Dari Direktorat Jenderal Imigrasi, Muhammad Reza Alkahfi selaku Kasubdit Produk Intelijen Keimigrasian menyampaikan materi terkait fungsi Desa Binaan Imigrasi dan peran Petugas Imigrasi Pembina Desa. Ia menjelaskan bahwa program desa imigrasi menjadi wadah strategis dalam membangun sinergi antara kantor imigrasi, pemerintah daerah, dan masyarakat. Melalui program ini, masyarakat dapat dilibatkan secara langsung dalam mendeteksi indikasi TPPO dan TPPM di lingkungan masing-masing, sementara Petugas Imigrasi Pembina Desa berperan sebagai duta imigrasi yang menjadi penghubung vital antara instansi dan masyarakat.

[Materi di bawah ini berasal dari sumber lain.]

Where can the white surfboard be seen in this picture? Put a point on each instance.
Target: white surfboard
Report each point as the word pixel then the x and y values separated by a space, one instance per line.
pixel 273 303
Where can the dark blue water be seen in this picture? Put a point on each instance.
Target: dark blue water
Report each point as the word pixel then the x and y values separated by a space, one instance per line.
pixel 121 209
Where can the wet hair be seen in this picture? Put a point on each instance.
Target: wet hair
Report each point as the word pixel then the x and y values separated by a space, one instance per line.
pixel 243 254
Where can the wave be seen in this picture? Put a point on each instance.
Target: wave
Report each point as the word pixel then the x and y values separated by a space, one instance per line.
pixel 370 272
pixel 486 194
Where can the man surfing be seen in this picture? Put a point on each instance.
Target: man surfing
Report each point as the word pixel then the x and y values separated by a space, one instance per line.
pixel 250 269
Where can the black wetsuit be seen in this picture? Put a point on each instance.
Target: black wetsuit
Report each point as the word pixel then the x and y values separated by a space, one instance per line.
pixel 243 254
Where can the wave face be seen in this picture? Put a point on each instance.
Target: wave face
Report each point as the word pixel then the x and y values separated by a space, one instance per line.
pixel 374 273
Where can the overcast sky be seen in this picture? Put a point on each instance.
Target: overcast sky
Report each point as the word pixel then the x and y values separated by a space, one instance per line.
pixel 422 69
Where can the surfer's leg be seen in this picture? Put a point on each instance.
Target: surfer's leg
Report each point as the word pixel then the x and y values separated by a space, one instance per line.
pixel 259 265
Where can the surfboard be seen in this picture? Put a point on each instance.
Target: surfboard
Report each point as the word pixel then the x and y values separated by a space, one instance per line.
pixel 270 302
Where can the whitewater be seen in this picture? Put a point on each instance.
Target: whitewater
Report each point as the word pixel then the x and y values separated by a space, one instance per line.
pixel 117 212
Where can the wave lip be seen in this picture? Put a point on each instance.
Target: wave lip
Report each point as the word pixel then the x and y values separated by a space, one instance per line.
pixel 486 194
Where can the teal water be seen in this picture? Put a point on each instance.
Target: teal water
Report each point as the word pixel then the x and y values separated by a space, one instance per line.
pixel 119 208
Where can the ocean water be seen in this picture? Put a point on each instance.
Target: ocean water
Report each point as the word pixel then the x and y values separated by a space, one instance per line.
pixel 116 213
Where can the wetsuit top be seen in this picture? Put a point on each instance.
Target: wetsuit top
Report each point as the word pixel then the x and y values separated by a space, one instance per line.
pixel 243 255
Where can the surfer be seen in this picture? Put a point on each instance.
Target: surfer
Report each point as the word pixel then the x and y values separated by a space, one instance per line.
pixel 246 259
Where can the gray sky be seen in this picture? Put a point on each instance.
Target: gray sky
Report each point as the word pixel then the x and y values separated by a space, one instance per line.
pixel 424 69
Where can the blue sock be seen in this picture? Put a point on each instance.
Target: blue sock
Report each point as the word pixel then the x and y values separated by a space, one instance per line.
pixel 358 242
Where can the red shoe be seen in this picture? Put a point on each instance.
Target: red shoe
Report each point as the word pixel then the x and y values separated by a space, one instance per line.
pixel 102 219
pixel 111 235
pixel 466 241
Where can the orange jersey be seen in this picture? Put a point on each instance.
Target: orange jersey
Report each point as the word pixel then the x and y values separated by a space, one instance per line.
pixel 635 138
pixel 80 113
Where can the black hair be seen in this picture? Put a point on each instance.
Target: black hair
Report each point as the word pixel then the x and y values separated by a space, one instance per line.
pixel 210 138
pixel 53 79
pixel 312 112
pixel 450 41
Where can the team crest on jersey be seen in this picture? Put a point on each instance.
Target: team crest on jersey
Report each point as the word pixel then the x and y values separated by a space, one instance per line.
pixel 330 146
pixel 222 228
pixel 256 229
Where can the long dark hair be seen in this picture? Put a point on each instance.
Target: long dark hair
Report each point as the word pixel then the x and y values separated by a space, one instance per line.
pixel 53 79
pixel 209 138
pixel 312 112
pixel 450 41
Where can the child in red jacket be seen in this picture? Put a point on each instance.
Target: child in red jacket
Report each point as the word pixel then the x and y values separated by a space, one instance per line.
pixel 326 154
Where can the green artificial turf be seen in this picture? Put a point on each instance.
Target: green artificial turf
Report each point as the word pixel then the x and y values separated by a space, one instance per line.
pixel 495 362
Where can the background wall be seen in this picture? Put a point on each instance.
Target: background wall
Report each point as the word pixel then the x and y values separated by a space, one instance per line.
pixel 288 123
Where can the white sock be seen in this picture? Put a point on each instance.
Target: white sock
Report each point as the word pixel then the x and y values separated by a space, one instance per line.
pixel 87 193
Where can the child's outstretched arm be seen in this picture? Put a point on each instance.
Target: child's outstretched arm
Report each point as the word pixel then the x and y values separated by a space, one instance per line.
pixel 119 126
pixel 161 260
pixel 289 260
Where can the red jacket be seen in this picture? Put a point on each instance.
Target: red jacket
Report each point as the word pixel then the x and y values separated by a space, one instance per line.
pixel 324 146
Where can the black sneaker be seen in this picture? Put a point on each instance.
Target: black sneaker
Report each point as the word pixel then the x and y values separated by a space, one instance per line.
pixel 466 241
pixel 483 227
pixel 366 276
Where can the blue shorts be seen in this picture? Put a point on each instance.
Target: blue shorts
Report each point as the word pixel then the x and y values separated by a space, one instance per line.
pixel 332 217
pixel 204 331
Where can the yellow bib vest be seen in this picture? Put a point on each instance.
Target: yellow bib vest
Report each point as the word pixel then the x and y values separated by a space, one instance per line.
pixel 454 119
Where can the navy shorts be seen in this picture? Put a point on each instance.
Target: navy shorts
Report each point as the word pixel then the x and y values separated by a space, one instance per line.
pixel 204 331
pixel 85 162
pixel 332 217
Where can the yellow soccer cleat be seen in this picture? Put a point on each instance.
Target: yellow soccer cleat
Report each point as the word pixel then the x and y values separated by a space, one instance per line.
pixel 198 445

Selanjutnya, perwakilan Polda Bengkulu dari Ditreskrimum memaparkan peran negara dalam pencegahan dan penanganan TPPO. Dalam upaya pencegahan, pemerintah melalui kepolisian memperketat pengawasan serta gencar melakukan sosialisasi kepada masyarakat. Sementara dalam aspek penindakan, dilakukan melalui operasi intelijen, operasi lintas wilayah, hingga pembentukan gugus tugas TPPO guna memperkuat penegakan hukum.

Pemaparan juga disampaikan oleh Plt. Kepala BP3MI Sumatera Selatan, Waydiansyah, yang mengingatkan masyarakat untuk lebih berhati-hati terhadap tawaran pekerjaan ke luar negeri dengan iming-iming gaji tinggi namun tidak berasal dari perusahaan yang jelas. Ia turut menjelaskan berbagai bentuk TPPO dan TPPM yang kerap terjadi, sebagai upaya meningkatkan kewaspadaan masyarakat.

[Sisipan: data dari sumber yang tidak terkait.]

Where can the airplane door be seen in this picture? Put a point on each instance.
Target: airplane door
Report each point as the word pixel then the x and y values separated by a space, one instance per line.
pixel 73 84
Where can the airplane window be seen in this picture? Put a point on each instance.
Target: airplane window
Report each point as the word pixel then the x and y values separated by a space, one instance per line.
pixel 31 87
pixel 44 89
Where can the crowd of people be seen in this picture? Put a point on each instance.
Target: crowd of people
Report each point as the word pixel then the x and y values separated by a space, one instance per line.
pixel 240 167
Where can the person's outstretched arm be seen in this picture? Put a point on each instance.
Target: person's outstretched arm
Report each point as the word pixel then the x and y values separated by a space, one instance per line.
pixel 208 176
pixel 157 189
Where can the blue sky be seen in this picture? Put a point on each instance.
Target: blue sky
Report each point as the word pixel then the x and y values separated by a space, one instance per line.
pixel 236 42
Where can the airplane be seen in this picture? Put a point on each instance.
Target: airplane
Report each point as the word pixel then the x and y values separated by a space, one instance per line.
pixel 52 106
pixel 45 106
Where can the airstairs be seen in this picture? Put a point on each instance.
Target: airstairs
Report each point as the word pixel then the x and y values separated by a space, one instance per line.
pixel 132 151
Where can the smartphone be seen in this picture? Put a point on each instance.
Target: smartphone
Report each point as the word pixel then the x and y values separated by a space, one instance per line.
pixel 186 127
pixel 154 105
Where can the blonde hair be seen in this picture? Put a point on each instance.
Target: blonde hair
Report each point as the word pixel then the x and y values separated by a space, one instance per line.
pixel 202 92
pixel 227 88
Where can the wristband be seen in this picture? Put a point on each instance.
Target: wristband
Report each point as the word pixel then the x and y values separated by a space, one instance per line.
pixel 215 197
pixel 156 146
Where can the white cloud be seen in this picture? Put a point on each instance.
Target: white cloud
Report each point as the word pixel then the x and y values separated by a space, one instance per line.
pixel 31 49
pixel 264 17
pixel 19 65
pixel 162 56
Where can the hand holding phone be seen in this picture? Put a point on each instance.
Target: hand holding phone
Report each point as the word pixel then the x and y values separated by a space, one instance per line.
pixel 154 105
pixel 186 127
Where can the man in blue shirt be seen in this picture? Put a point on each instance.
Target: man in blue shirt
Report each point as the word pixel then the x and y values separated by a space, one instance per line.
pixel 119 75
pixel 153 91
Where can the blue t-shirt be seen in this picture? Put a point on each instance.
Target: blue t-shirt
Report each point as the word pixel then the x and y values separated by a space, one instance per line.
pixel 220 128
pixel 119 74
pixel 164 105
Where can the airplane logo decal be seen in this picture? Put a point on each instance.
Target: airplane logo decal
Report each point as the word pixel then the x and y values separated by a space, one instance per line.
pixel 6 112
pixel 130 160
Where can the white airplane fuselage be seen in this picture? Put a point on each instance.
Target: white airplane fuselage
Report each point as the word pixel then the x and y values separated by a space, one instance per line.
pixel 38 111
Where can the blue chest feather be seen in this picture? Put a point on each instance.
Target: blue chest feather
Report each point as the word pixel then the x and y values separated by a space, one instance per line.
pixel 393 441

Kegiatan dilanjutkan dengan sesi diskusi yang berlangsung interaktif. Antusiasme peserta terlihat dari banyaknya pertanyaan serta masukan yang disampaikan, mencerminkan tingginya perhatian terhadap isu TPPO dan TPPM.

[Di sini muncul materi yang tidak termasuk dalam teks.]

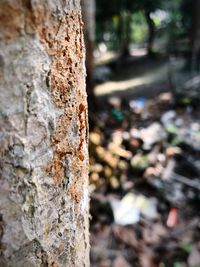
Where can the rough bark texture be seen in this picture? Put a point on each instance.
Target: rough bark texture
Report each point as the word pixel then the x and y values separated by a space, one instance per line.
pixel 43 139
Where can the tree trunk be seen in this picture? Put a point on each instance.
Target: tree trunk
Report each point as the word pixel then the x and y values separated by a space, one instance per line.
pixel 124 33
pixel 88 11
pixel 43 139
pixel 195 37
pixel 151 28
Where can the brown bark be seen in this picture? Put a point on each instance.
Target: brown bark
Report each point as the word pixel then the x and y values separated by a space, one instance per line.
pixel 43 139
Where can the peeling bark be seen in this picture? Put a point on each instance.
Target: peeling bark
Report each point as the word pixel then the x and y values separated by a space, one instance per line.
pixel 43 138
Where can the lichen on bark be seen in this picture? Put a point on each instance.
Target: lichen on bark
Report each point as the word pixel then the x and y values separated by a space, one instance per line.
pixel 44 185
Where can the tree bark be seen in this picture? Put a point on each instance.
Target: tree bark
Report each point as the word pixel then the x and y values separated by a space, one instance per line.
pixel 43 138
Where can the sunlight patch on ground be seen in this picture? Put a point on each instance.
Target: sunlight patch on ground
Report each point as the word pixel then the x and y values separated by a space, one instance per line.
pixel 147 78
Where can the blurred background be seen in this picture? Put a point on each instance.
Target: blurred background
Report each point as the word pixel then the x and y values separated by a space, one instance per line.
pixel 143 84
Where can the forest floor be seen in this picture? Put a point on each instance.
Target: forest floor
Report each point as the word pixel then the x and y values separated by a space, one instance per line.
pixel 144 171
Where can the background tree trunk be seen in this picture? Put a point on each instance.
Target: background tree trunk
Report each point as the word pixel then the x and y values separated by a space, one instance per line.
pixel 195 37
pixel 151 34
pixel 88 11
pixel 43 139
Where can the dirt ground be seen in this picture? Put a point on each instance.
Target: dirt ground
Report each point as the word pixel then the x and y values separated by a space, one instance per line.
pixel 144 170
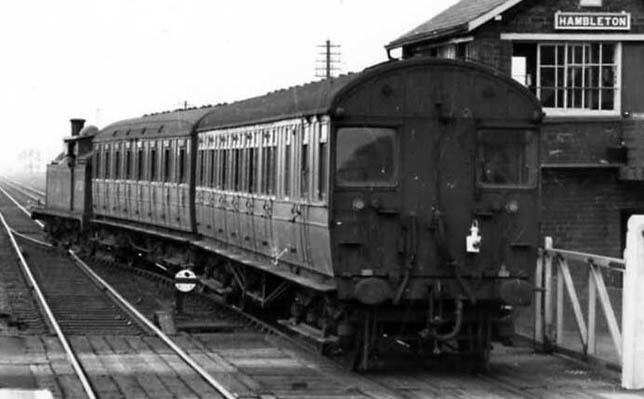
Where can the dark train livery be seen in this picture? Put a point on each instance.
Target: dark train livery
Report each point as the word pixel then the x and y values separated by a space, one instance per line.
pixel 399 204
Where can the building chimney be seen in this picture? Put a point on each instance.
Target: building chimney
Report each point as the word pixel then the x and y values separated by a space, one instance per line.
pixel 77 126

Dalam kesempatan tersebut, Kepala Kantor Imigrasi Kelas I TPI Bengkulu turut berperan aktif dengan memberikan saran strategis. Ia menekankan bahwa faktor ekonomi dan rendahnya edukasi menjadi akar permasalahan utama terjadinya TPPO dan TPPM. Oleh karena itu, menurutnya, diperlukan edukasi sejak dini kepada masyarakat, bahkan sejak usia sekolah, guna membentuk pola pikir yang mampu mengenali dan menghindari indikasi kejahatan tersebut.

Kegiatan ini dihadiri oleh berbagai unsur pemangku kepentingan, mulai dari instansi pemerintah, aparat penegak hukum, akademisi, hingga perwakilan masyarakat. Diseminasi ini diharapkan menjadi langkah konkret dalam memperkuat koordinasi, meningkatkan pemahaman, serta menyamakan persepsi antarinstansi dalam upaya deteksi dini dan perlindungan korban.
Dengan terselenggaranya kegiatan ini, Kantor Wilayah Direktorat Jenderal Imigrasi Bengkulu menegaskan komitmennya untuk terus memperkuat kolaborasi lintas sektor sebagai garda terdepan dalam melindungi masyarakat dari ancaman kejahatan transnasional, khususnya TPPO dan TPPM.